The Face of Another ★★★★½

Film #52 that was recommended to me -- feel free to add to the list! (Recommended by Mitchell Beaupre)

Following Seconds, I watched another film from the same year that explores taking on another identity. I've read two Kōbō Abe books, whose work this is based on: Woman in the Dunes (which has a film adaptation I really need to go watch) and The Box Man. While I haven't read The Face of Another, this movie is dense and confusing, so I have to imagine it's a good Abe adaptation, haha. The Box Man especially made me feel like an illiterate fool while I read it, but I digress...

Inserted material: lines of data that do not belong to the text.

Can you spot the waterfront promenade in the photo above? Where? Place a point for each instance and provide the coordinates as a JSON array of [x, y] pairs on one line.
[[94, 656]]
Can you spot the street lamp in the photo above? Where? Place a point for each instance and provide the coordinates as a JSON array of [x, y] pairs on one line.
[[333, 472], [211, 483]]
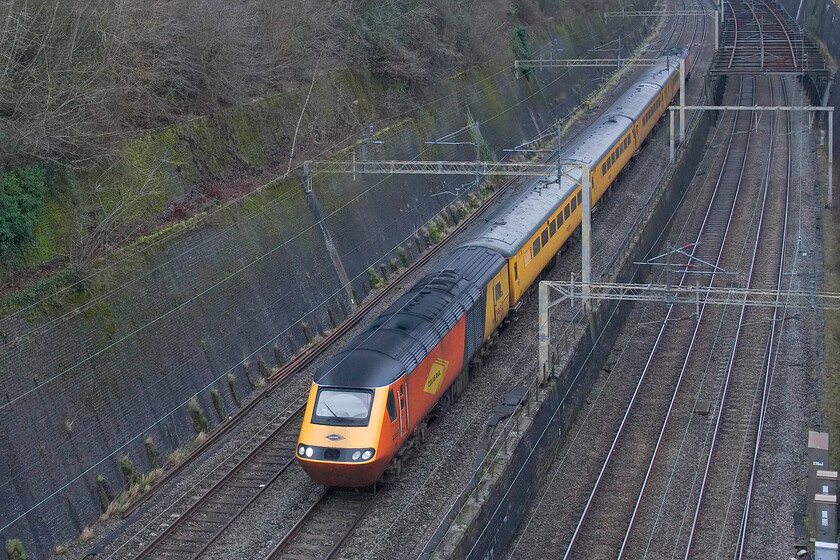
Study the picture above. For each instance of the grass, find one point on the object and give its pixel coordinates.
(831, 341)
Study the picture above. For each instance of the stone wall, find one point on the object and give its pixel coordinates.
(88, 373)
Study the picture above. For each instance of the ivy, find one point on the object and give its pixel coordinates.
(518, 37)
(21, 194)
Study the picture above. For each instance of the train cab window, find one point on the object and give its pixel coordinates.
(391, 406)
(342, 407)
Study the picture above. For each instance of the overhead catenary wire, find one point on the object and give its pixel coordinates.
(226, 278)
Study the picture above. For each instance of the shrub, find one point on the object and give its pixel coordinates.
(217, 404)
(375, 280)
(152, 453)
(130, 473)
(518, 37)
(278, 355)
(21, 193)
(197, 415)
(104, 493)
(15, 551)
(264, 371)
(233, 391)
(247, 367)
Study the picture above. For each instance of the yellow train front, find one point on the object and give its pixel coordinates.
(369, 398)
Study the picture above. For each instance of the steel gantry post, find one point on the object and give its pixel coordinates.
(585, 230)
(682, 100)
(830, 156)
(806, 108)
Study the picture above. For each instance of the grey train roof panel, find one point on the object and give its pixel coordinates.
(598, 140)
(507, 228)
(635, 100)
(401, 337)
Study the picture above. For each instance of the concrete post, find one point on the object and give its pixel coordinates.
(477, 155)
(682, 100)
(830, 156)
(586, 228)
(671, 123)
(307, 176)
(544, 332)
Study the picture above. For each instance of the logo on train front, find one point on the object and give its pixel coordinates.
(436, 374)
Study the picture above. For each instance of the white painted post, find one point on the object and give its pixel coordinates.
(682, 100)
(544, 333)
(671, 122)
(586, 227)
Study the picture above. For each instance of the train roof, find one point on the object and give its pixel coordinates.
(597, 140)
(513, 223)
(401, 337)
(635, 100)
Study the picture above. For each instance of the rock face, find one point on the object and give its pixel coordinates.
(91, 372)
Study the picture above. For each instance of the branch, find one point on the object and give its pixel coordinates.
(303, 109)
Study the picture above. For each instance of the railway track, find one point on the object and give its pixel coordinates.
(193, 532)
(722, 505)
(197, 528)
(205, 521)
(611, 501)
(325, 526)
(760, 38)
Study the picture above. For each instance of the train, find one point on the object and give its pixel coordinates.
(371, 401)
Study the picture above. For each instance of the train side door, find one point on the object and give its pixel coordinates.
(402, 403)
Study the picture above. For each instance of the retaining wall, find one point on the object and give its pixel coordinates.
(489, 515)
(90, 372)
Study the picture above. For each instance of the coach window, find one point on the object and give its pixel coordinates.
(391, 405)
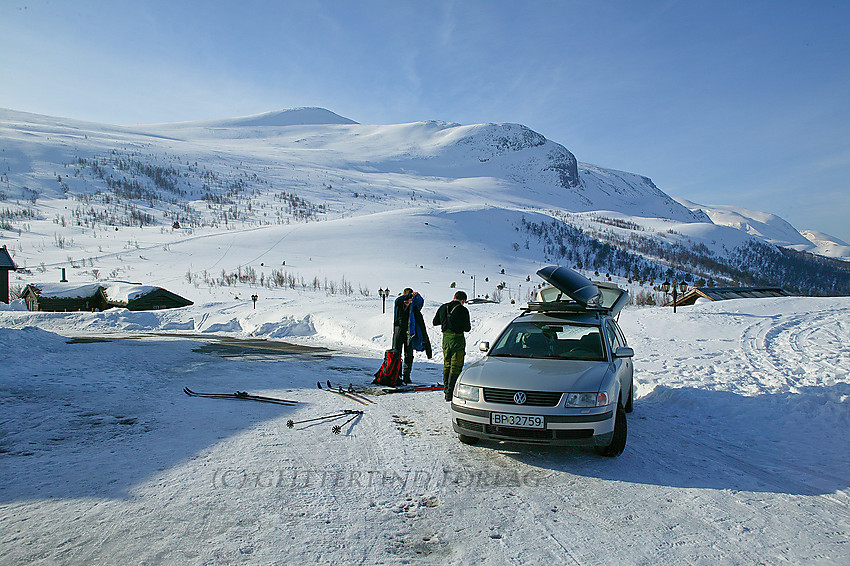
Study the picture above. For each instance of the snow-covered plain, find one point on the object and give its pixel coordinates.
(737, 454)
(739, 445)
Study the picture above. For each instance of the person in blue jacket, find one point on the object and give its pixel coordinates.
(409, 330)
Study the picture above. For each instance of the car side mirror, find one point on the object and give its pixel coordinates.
(623, 352)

In this film, a man's entire face is disfigured in an accident, stripping him of much of his identity. As an "experiment" he has a psychiatrist design a mask so perfect that it is indistinguishable from a real face. It's the sort of movie full of philosophical monologues on different personas people hold within them and questions of individuality and identity. The mask "takes over" as he feels unbound from being who he once was. Without a stable sense of self, a person ceases to really exist... maybe. Everything about the movie is haunting: set design doesn't quite feel real, the sound drops out, even reality itself is sometimes intruded upon (I LOVE the shot of an open door with a separate video feed playing inside of it). Sometimes scenes repeat from the perspective of this new(?) man. There is a whole second plot with different characters, possibly as part of a story being told, but it's fractured throughout much of the film, intruding on moments of action. It's wild. Despite the way the dialog might feel on-the-nose, the movie gives me the impression that it's digging deeper in more directions than just what the characters say, and they're presented as so manic and deranged that I'm hesitant to take their words at face (heh) value.

It's an interesting thought experiment for sure. There's a whole part of our brains specifically for recognizing faces. They are what we use to identify others far above anything else. I have to imagine living with prosopagnosia is difficult. As much as I enjoyed Seconds, I think this is even more my style.